Gute Beziehungen zu den USA sind laut SPD wichtig, um aktuelle Krisen zu lösen
Ralf Stegner (SPD) nannte die Situation eine "Rosskur" für Europa und die amerikanische Demokratie. Dennoch seien gute Beziehungen zu den USA wichtig für Deutschland, um die Kriege in der Ukraine und im Nahen Osten zu beenden und den Handelsstreit zu lösen.
Der Linken-Abgeordnete Sören Pellmann forderte die Bundesregierung auf, Trump zu einem "Kurswechsel" zu bewegen. Statt dessen Forderungen nach einer drastischen Erhöhung der Verteidigungsausgaben auf bis zu fünf Prozent zu unterstützen, solle sie sich bei ihm für Abrüstung, Rüstungskontrolle und das Bekenntnis zum Völkerrecht starkmachen.

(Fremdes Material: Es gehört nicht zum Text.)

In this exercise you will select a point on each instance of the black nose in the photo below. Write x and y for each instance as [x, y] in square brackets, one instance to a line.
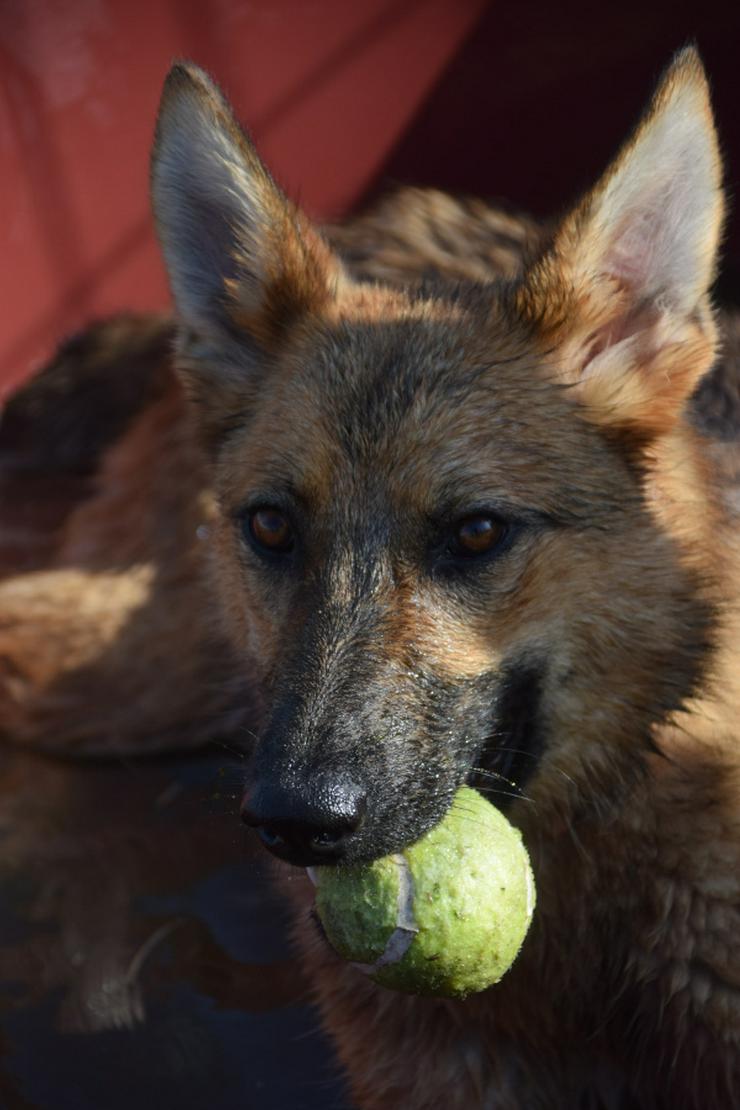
[307, 825]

Trump hat die Gegeneinladung des Bundeskanzlers nach Deutschland angenommen. Doch schon in den nächsten Wochen werden die Staatsmänner sich auf den Gipfeln von G7 und Nato in Kanada und Den Haag wiedertreffen. Eine erste Belastungsprobe für den feinen Draht, den Merz und Trump zwischen sich gespannt haben.